Economy added just 210,000 jobs last month, far below expectations

× Economy added just 210,000 jobs last month, far below expectations

President Donald Trump must be very disappointed.

The economy added just 210,000 jobs in September, according to the Labor Department’s closely watched monthly jobs report. Economists surveyed by CNNMoney had been looking for an additional 240,000 jobs.

That’s bad news for the Trump presidency. The unemployment rate rose to 3.9% from 3.8% in August.

But the report is also bad news for the Trump administration’s “great American jobs growth” theme.

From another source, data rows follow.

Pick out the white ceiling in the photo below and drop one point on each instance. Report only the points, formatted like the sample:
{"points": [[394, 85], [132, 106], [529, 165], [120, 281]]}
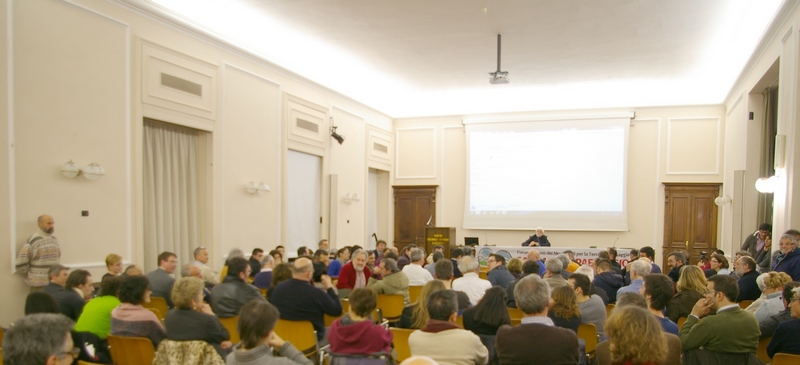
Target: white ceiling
{"points": [[409, 58]]}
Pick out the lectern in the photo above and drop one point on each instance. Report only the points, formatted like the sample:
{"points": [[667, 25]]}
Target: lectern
{"points": [[439, 236]]}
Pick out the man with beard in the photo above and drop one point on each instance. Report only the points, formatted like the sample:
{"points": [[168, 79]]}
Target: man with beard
{"points": [[39, 253], [354, 274]]}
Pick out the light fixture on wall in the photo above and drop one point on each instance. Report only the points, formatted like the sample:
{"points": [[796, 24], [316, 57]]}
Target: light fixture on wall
{"points": [[253, 188], [93, 171], [349, 198], [767, 184], [723, 200]]}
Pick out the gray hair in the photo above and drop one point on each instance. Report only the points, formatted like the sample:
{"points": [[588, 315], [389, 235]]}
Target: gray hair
{"points": [[390, 264], [553, 264], [47, 330], [468, 264], [641, 267], [532, 294], [417, 254]]}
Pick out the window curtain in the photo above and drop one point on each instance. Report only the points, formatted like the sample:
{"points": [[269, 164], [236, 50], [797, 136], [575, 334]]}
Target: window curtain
{"points": [[170, 192], [768, 131]]}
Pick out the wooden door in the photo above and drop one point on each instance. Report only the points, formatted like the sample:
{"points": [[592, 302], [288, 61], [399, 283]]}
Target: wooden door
{"points": [[690, 220], [413, 207]]}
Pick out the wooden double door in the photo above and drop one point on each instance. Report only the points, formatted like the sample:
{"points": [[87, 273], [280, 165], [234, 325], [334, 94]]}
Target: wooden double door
{"points": [[690, 220]]}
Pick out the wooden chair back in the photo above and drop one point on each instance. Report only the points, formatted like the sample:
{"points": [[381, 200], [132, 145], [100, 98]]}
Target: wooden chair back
{"points": [[131, 350], [413, 292], [231, 324], [400, 341], [785, 359], [391, 306]]}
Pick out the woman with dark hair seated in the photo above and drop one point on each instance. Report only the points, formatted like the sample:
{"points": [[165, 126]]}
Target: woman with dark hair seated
{"points": [[257, 320], [131, 318], [356, 333], [193, 320], [96, 316]]}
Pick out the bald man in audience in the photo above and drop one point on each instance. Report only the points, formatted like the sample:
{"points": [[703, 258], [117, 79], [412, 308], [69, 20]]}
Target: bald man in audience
{"points": [[298, 300]]}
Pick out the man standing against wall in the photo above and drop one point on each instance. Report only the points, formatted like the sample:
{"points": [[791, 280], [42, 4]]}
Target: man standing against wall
{"points": [[39, 253]]}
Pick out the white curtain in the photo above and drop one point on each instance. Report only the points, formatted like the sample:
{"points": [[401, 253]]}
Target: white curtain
{"points": [[170, 192]]}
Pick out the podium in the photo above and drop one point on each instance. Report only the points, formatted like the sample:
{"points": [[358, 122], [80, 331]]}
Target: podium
{"points": [[439, 236]]}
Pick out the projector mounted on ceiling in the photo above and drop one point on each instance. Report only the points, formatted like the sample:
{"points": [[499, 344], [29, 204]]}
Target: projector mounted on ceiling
{"points": [[498, 77]]}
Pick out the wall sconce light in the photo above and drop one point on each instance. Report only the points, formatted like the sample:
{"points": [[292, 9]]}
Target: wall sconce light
{"points": [[723, 200], [767, 184], [253, 188], [349, 198], [93, 171]]}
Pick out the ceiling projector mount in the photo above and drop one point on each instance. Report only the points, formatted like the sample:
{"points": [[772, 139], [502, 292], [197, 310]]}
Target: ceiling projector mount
{"points": [[498, 77]]}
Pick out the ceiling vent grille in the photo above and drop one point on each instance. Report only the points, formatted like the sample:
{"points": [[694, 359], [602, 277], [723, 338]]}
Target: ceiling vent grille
{"points": [[184, 85]]}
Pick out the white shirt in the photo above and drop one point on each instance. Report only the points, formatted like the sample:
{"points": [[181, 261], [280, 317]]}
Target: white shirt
{"points": [[472, 285], [417, 275]]}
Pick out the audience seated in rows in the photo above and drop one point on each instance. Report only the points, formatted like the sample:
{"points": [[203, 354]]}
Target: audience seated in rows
{"points": [[234, 291], [442, 339], [356, 333], [130, 318], [470, 283], [536, 340], [256, 325], [298, 300], [193, 320], [388, 279]]}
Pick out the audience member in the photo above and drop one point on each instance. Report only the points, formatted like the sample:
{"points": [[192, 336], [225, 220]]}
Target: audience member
{"points": [[193, 320], [130, 318], [114, 265], [415, 316], [354, 274], [635, 337], [416, 274], [591, 306], [256, 329], [769, 325], [77, 291], [785, 339], [675, 260], [745, 268], [564, 309], [552, 275], [201, 261], [657, 291], [773, 288], [444, 273], [356, 333], [234, 291], [58, 279], [263, 280], [392, 280], [788, 260], [298, 300], [405, 258], [536, 340], [605, 278], [39, 253], [442, 339], [498, 273], [342, 257], [528, 267], [470, 283], [96, 315], [161, 279], [690, 288], [731, 330], [39, 339]]}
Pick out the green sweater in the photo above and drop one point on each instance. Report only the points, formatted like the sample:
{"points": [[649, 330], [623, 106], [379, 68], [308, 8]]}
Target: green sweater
{"points": [[96, 316], [732, 330]]}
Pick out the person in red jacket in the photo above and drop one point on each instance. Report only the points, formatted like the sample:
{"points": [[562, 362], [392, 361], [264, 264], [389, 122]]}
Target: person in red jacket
{"points": [[354, 274]]}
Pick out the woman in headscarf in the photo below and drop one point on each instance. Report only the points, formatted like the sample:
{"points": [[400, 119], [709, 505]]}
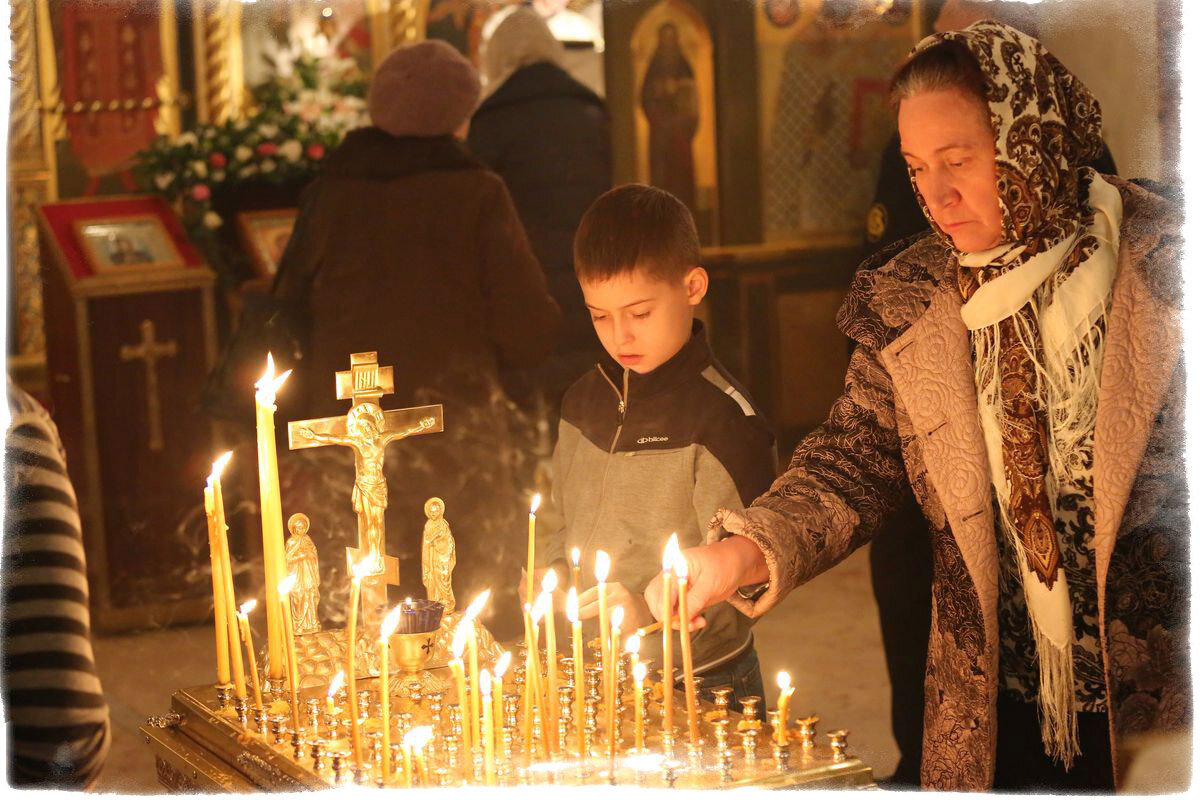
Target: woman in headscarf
{"points": [[1020, 367]]}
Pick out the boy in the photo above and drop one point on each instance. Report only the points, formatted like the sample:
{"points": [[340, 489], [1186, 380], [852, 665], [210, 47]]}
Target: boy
{"points": [[658, 437]]}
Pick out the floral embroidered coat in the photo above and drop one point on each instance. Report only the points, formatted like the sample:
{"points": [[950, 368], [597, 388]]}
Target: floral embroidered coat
{"points": [[910, 413]]}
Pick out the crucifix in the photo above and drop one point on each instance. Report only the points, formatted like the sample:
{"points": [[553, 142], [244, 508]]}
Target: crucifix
{"points": [[148, 350], [367, 429]]}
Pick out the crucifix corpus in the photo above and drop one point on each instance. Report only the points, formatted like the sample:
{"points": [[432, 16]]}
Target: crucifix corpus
{"points": [[367, 429]]}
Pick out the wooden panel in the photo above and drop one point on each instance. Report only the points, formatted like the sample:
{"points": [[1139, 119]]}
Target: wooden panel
{"points": [[147, 492]]}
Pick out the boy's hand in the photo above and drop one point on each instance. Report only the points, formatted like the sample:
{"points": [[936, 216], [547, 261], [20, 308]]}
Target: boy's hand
{"points": [[714, 572], [636, 613]]}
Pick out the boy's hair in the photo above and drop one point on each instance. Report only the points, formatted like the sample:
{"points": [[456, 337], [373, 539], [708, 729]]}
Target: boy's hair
{"points": [[636, 227]]}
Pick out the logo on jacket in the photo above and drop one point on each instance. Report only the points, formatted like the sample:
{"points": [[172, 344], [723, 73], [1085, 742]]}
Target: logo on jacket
{"points": [[647, 440]]}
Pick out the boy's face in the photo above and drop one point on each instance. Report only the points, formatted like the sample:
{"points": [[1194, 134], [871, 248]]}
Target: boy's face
{"points": [[643, 320]]}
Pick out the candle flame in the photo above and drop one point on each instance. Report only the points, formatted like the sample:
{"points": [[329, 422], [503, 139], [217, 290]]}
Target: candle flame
{"points": [[390, 621], [477, 606], [219, 465], [502, 665], [418, 738], [670, 553], [573, 606], [603, 564], [270, 384]]}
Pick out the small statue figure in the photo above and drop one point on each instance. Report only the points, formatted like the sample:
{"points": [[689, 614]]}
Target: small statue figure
{"points": [[366, 435], [301, 560], [437, 555]]}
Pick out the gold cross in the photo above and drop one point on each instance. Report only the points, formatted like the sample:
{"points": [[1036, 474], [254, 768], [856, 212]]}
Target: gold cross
{"points": [[148, 350], [364, 384]]}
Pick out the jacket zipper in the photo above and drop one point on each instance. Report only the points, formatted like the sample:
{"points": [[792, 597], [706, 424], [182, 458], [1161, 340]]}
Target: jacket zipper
{"points": [[622, 405]]}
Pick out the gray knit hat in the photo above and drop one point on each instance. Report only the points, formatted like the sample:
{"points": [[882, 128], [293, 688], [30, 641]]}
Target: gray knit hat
{"points": [[423, 89]]}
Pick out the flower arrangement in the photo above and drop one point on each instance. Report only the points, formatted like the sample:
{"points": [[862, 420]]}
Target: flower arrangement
{"points": [[300, 116]]}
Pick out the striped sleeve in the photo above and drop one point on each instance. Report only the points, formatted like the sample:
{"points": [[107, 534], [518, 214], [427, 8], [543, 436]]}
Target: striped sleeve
{"points": [[58, 726]]}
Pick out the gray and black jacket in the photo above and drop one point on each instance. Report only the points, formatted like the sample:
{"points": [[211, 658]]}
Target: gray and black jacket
{"points": [[642, 456]]}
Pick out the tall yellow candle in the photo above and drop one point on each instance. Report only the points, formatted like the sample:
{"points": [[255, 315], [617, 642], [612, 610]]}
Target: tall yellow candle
{"points": [[547, 588], [669, 554], [249, 642], [639, 707], [469, 615], [618, 617], [389, 626], [601, 575], [485, 691], [502, 666], [533, 525], [785, 695], [289, 648], [271, 512], [219, 596], [457, 671], [575, 570], [231, 608], [359, 572], [681, 570], [573, 614]]}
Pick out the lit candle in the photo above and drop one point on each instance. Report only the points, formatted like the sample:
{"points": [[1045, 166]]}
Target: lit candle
{"points": [[334, 687], [639, 707], [681, 570], [575, 570], [485, 692], [417, 740], [360, 571], [618, 617], [502, 666], [249, 642], [469, 615], [389, 626], [271, 512], [533, 524], [573, 614], [219, 596], [291, 648], [456, 671], [785, 695], [601, 573], [667, 637], [229, 619], [549, 584]]}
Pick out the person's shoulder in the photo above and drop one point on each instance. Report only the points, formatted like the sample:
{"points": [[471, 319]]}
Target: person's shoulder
{"points": [[1152, 235], [893, 288]]}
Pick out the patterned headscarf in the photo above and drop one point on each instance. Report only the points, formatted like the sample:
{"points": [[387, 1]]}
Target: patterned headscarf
{"points": [[1047, 126], [1037, 367]]}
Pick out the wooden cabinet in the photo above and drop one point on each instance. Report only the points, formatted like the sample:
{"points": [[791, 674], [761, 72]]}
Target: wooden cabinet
{"points": [[129, 347]]}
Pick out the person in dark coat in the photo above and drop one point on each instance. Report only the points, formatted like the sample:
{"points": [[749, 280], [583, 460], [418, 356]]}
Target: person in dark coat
{"points": [[408, 246], [546, 134], [900, 557]]}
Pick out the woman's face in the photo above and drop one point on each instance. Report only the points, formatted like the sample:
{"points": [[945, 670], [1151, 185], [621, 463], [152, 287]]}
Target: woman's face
{"points": [[947, 140]]}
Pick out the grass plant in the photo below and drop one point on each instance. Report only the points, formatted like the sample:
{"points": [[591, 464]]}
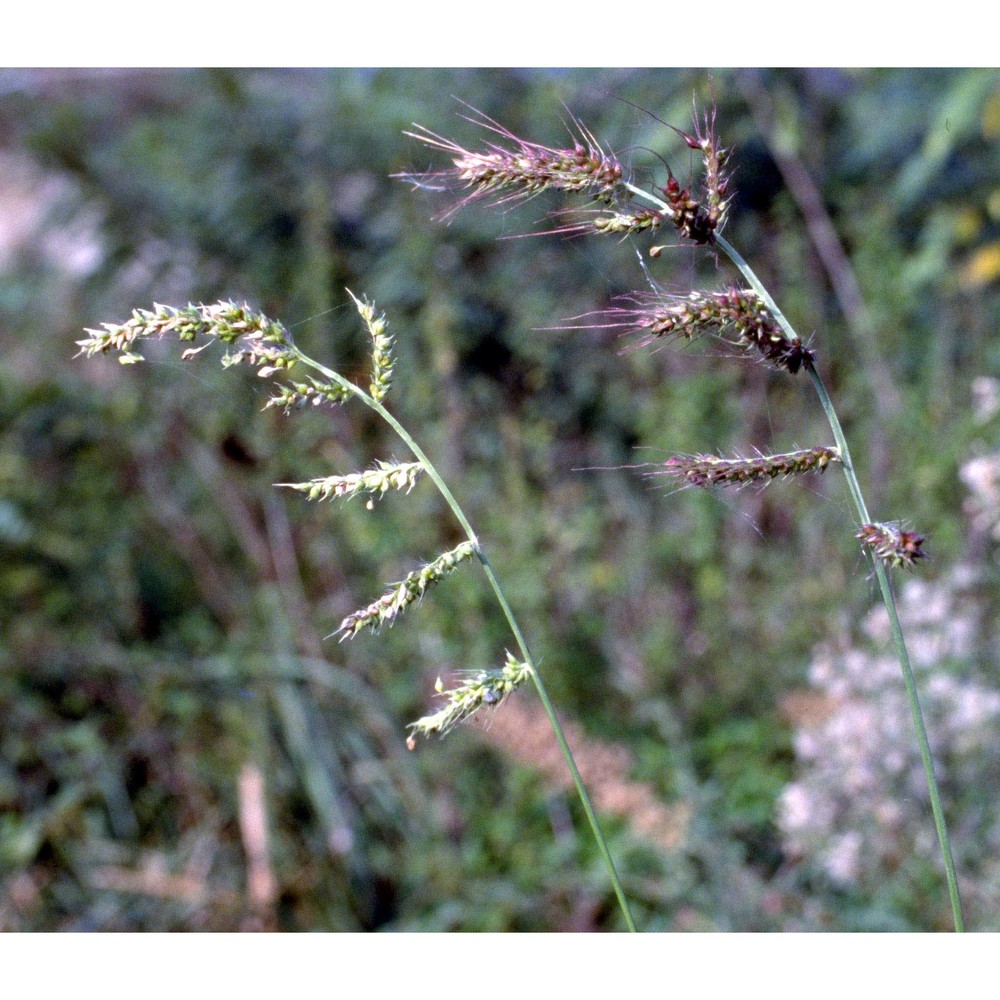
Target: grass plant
{"points": [[507, 170]]}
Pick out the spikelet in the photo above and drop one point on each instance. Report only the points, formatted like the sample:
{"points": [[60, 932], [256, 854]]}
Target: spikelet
{"points": [[261, 342], [389, 606], [892, 545], [517, 169], [737, 311], [384, 477], [485, 688], [382, 359], [711, 470]]}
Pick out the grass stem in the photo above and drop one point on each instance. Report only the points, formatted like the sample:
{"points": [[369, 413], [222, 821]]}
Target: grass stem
{"points": [[515, 628]]}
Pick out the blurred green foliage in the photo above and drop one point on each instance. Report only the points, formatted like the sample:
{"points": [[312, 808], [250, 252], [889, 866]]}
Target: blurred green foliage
{"points": [[162, 607]]}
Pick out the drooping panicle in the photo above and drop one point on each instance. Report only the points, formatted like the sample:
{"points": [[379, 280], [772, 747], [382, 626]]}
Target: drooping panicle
{"points": [[892, 545], [739, 311], [382, 359], [715, 159], [477, 690], [516, 169], [313, 392], [713, 470], [378, 481], [388, 607], [256, 339]]}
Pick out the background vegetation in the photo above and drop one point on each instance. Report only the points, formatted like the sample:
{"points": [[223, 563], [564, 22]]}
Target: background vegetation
{"points": [[180, 749]]}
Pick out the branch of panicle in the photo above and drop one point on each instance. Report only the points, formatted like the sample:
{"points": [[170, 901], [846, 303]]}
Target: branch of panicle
{"points": [[713, 470], [486, 688], [892, 545]]}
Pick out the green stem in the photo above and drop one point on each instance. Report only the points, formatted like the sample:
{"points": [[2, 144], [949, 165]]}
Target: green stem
{"points": [[883, 582], [456, 509]]}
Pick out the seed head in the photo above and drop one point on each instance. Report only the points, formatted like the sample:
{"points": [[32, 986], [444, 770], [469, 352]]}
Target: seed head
{"points": [[382, 359], [259, 341], [384, 477], [714, 160], [486, 688], [892, 545], [517, 169], [403, 594], [739, 311], [711, 470]]}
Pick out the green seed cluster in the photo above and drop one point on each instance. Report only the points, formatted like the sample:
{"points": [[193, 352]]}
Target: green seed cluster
{"points": [[388, 607], [486, 688]]}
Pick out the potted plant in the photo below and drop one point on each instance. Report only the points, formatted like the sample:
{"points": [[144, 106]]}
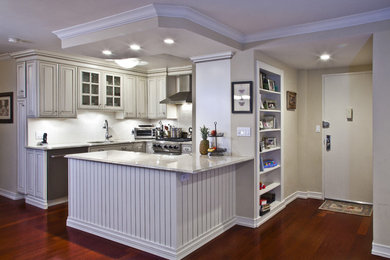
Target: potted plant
{"points": [[204, 144]]}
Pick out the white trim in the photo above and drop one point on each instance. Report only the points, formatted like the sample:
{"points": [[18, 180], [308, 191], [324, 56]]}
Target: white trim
{"points": [[258, 221], [246, 222], [213, 57], [57, 201], [11, 195], [40, 203], [319, 26], [148, 246], [148, 12], [380, 250]]}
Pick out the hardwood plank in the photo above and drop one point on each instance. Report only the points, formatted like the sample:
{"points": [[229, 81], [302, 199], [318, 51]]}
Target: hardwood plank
{"points": [[300, 231]]}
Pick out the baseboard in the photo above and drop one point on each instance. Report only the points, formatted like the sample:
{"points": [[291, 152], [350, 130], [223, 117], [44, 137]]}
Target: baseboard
{"points": [[380, 250], [149, 246], [253, 223], [246, 222], [40, 203], [57, 201], [11, 195]]}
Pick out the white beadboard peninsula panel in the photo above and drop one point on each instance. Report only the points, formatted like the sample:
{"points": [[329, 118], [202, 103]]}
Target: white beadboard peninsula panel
{"points": [[165, 213]]}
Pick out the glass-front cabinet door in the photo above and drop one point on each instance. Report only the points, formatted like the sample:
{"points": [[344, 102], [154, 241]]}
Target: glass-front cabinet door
{"points": [[89, 89], [113, 91]]}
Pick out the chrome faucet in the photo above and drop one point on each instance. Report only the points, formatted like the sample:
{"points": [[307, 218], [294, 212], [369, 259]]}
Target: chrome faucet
{"points": [[107, 135]]}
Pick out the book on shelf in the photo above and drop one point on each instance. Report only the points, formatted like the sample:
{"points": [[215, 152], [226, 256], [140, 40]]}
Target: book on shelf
{"points": [[261, 164]]}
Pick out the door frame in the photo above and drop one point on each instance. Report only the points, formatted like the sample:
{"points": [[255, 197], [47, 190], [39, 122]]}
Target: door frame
{"points": [[322, 130]]}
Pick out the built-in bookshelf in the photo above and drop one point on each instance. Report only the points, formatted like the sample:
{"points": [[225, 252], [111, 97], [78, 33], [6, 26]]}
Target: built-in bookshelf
{"points": [[269, 138]]}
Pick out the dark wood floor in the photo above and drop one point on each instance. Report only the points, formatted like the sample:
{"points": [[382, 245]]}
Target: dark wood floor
{"points": [[301, 231]]}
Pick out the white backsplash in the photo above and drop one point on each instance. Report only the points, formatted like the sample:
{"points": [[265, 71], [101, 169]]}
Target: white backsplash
{"points": [[88, 126]]}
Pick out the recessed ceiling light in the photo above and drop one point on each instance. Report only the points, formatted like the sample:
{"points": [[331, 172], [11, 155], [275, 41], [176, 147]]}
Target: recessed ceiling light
{"points": [[169, 41], [325, 57], [135, 47], [107, 52]]}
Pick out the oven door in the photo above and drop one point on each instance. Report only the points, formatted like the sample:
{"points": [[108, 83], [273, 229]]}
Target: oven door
{"points": [[144, 133]]}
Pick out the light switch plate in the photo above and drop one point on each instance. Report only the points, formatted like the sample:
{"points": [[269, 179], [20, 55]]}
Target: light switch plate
{"points": [[243, 131]]}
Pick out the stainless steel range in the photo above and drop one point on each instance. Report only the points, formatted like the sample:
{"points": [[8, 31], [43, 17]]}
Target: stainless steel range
{"points": [[169, 146]]}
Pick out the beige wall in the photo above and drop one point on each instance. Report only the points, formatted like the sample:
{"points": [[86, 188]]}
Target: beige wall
{"points": [[8, 132], [309, 103], [381, 137]]}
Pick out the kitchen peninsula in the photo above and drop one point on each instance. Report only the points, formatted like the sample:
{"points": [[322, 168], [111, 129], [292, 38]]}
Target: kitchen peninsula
{"points": [[163, 204]]}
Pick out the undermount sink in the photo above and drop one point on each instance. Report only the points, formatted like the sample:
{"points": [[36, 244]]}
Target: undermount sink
{"points": [[100, 142]]}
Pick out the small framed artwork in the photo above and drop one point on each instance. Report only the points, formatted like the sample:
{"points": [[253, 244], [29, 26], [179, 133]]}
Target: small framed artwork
{"points": [[269, 122], [291, 100], [242, 97], [6, 108], [269, 142], [269, 104]]}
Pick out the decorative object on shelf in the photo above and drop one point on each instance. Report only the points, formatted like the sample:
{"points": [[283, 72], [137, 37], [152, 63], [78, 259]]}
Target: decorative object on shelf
{"points": [[242, 97], [269, 122], [204, 144], [6, 108], [269, 164], [215, 151], [291, 100], [269, 104], [269, 142]]}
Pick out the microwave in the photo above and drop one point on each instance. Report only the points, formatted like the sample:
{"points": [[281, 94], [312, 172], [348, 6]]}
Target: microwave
{"points": [[144, 133]]}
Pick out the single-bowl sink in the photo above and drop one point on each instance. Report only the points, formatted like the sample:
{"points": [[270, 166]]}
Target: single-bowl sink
{"points": [[100, 142]]}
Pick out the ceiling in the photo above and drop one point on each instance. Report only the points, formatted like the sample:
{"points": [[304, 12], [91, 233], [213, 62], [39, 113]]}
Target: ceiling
{"points": [[295, 32]]}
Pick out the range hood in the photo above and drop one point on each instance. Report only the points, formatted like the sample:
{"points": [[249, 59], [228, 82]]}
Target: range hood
{"points": [[178, 90]]}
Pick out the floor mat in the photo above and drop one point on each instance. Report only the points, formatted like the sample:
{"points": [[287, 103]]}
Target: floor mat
{"points": [[347, 207]]}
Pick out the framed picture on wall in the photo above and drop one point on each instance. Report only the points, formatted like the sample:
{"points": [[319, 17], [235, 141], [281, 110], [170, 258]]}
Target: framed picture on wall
{"points": [[242, 97], [6, 108]]}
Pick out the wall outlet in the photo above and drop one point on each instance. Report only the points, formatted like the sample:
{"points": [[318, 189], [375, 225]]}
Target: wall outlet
{"points": [[243, 131], [38, 135]]}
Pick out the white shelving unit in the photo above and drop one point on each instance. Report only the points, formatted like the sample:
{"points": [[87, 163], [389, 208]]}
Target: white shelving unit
{"points": [[271, 177]]}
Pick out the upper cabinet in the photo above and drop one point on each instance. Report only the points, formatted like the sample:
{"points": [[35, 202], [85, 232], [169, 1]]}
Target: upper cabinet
{"points": [[100, 90], [156, 93], [47, 96]]}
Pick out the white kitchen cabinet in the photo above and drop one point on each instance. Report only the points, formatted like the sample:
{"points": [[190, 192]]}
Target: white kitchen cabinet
{"points": [[113, 91], [89, 89], [156, 93], [21, 79], [67, 86], [50, 91], [36, 178], [142, 98], [48, 87], [21, 142]]}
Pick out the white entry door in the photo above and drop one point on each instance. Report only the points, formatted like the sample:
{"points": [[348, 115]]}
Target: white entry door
{"points": [[347, 161]]}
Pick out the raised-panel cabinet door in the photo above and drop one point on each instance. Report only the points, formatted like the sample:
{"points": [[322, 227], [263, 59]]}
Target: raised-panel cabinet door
{"points": [[161, 95], [66, 91], [22, 156], [152, 98], [48, 89], [21, 79], [130, 97], [40, 181], [32, 90], [142, 98], [31, 172]]}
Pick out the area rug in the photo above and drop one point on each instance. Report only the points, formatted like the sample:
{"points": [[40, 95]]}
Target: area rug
{"points": [[347, 207]]}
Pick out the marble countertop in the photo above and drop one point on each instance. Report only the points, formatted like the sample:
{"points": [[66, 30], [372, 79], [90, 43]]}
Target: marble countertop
{"points": [[77, 145], [184, 163]]}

September’s job growth was lower than August’s 304,000 increase, and well below the average of 325,000 new jobs per month for the first three quarters of the year.

The surprisingly poor number could cloud the outlook for Trump’s pledge to deliver 3% annual GDP growth.

A slow pace of job growth does hurt Trump’s agenda, because it means the economy can’t grow at that pace unless companies keep raising prices and wages.

The poor jobs report also gives political opponents another talking point. Democratic National Committee chair Tom Perez tweeted out figures showing almost 2 million fewer jobs gained since Trump was elected. He said Trump and the Republican Congress “made up excuses and hid from their record.”

The lack of strong job growth puts even more pressure on the Federal Reserve to tighten monetary policy. The Fed raised interest rates in September for the third time this year and will likely raise rates at a meeting next month. The Fed has signaled it is planning to raise rates three times in 2019, a rate hike cycle that has shaken stock markets around the world.

The slow job growth has impacted those who are struggling to find jobs. The number of people who counted as unemployed fell by only 28,000 from August to September, but the proportion of the population who are working dropped by almost 1% from the prior month to 62.7%.

Average hourly wages rose by 1.8% year-over-year, and by 3.1% over the past year. Those figures are slightly better than what the average hourly wage increases have been in recent months, and they also beat the consensus estimate of economists.

In addition to the weak jobs report, the Commerce Department also released a far-below-expectations report on Friday showing that U.S. second-quarter gross domestic product shrank at a 0.1% annualized rate, after growing at 2.6% in the first quarter. It was the weakest growth since the first quarter of 2017.